Ø Doorverwijzing hangt af van:
o Wat zijn de ondersteuningsbehoeften van de leerling?
o Is er verandering mogelijk?
o Is er een gestructureerd plan ingezet?
o Spelen er leerkrachtfactoren een rol (denk aan: hoe denkt de leerkracht over
de leerling? Hoe is het competentiegevoel van de leerkracht? Wil en kan de
leerkracht nog aanpassingen doen?
o Schaad het de ontwikkeling van de leerling als de huidige situatie in stand
blijft?
, 4
o Hebben de ouders nog vertrouwen in de school?
Is regulier onderwijs altijd beter of is speciaal onderwijs beter voor leerlingen?

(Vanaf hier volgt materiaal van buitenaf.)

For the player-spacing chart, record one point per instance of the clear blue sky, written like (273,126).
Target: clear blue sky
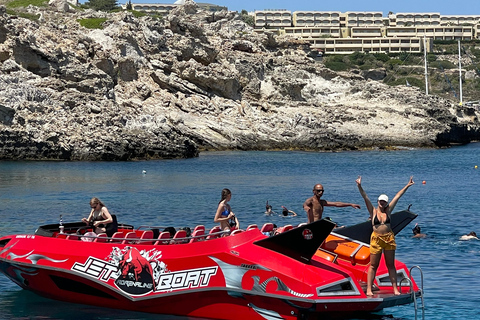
(442,6)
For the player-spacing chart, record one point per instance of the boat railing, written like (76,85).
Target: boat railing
(420,292)
(132,238)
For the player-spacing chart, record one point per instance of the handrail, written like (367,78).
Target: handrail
(421,292)
(137,240)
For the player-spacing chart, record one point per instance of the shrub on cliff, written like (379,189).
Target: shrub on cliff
(102,5)
(92,23)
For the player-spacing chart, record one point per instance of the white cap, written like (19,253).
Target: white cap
(383,197)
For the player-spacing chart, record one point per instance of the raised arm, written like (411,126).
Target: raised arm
(308,207)
(400,193)
(87,220)
(106,215)
(218,214)
(368,203)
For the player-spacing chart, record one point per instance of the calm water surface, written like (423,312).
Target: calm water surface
(185,192)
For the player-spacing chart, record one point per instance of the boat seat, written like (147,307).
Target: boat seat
(198,235)
(267,228)
(163,238)
(214,233)
(199,227)
(146,235)
(73,237)
(347,249)
(62,235)
(117,237)
(111,228)
(237,231)
(283,229)
(102,237)
(130,238)
(180,237)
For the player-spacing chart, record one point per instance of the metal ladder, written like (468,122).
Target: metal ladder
(415,297)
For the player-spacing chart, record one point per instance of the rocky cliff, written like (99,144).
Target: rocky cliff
(146,88)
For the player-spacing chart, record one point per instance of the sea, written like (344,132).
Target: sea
(185,192)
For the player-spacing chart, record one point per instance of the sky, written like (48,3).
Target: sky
(463,7)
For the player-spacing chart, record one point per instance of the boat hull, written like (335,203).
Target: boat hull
(234,277)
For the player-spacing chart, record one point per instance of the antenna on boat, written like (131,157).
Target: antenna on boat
(425,58)
(460,72)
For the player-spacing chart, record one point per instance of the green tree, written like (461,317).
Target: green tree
(102,5)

Daar is geen antwoord op te geven, omdat alle bovengenoemde punten relevant zijn.
- SO is soms een goed alternatief om de ontwikkeling weer op gang te brengen en
positieve ervaringen op te laten doen met leerkrachten en klasgenoten (geen
uitzondering meer te zijn).
- Studies geven een wisselend beeld over welke leerlingen (regulier of SO) beter
functioneren op sociaal gebied en schoolprestaties.
Literatuur Week 1:
Cauffman & van Dijk, 2010:
Instrument waarmee je erachter kan komen wat je beter wel en niet kan doen in relatie tot je
leerlingen en/of collega-onderwijswerkers: de flowchart.
We stellen altijd dezelfde vier startvragen bij dit instrument (ook wel beslissingsboom
genoemd):
1. Hebben we te maken met een beperking of een probleem?
2. Is er een hulpvraag?
3. Is die hulpvraag werkbaar?
4. Is de ander in staat zijn eigen krachtbronnen te gebruiken?
1. Hebben we te maken met een beperking of een probleem?
Verschil tussen beperking en probleem:
- Beperking: er is geen oplossing voor denkbaar. De toestand is zoals die is. - - -
o Voorbeelden van beperkingen zijn: geslacht, leeftijd, huidskleur, achtergrond,
IQ en EQ, het gegeven dat je ouders nog leven (of juist niet meer), een
ongeneeslijke ziekte, een handicap, etc. Alles wat in het verleden is gebeurd
kunnen we in het nu opvatten als een beperking. Het kan niet meer worden
weggepoetst of herroepen.
- Probleem: de strekking van een probleem is dat er een oplossing voor denkbaar is,
misschien moeilijk uitvoerbaar, maar wel voorstelbaar.
o Voorbeelden van problemen zijn: de wijze waarop iemand met een trauma uit
het verleden worstelt, het omgaan met de scheiding van ouders, etc.
Ø Als je een beperking behandelt als een probleem, is mislukking onvermijdelijk.
Ø Als je een probleem behandelt als een beperking, loop je het risico in cynisme te
vallen.
Tips en aandachtspunten voor interventies omtrent beperkingen en problemen:
1. Maak een helder onderscheid, voor jezelf als de leerkracht als de leerling, van de
beperkingen en de problemen.
2. Aanvaard de beperkingen.
3. Richt je aandacht op de gevolgen van de beperkingen. Daar anders mee leren omgaan
is namelijk een probleem waarvoor oplossingen denkbaar zijn.
4. Aanvaarding creëert nieuwe mogelijkheden. Als je erin slaagt om het onvermijdelijke
te accepteren, dat wil zeggen ermee stopt om het onveranderlijke proberen te
veranderen, komt er een hoop energie vrij.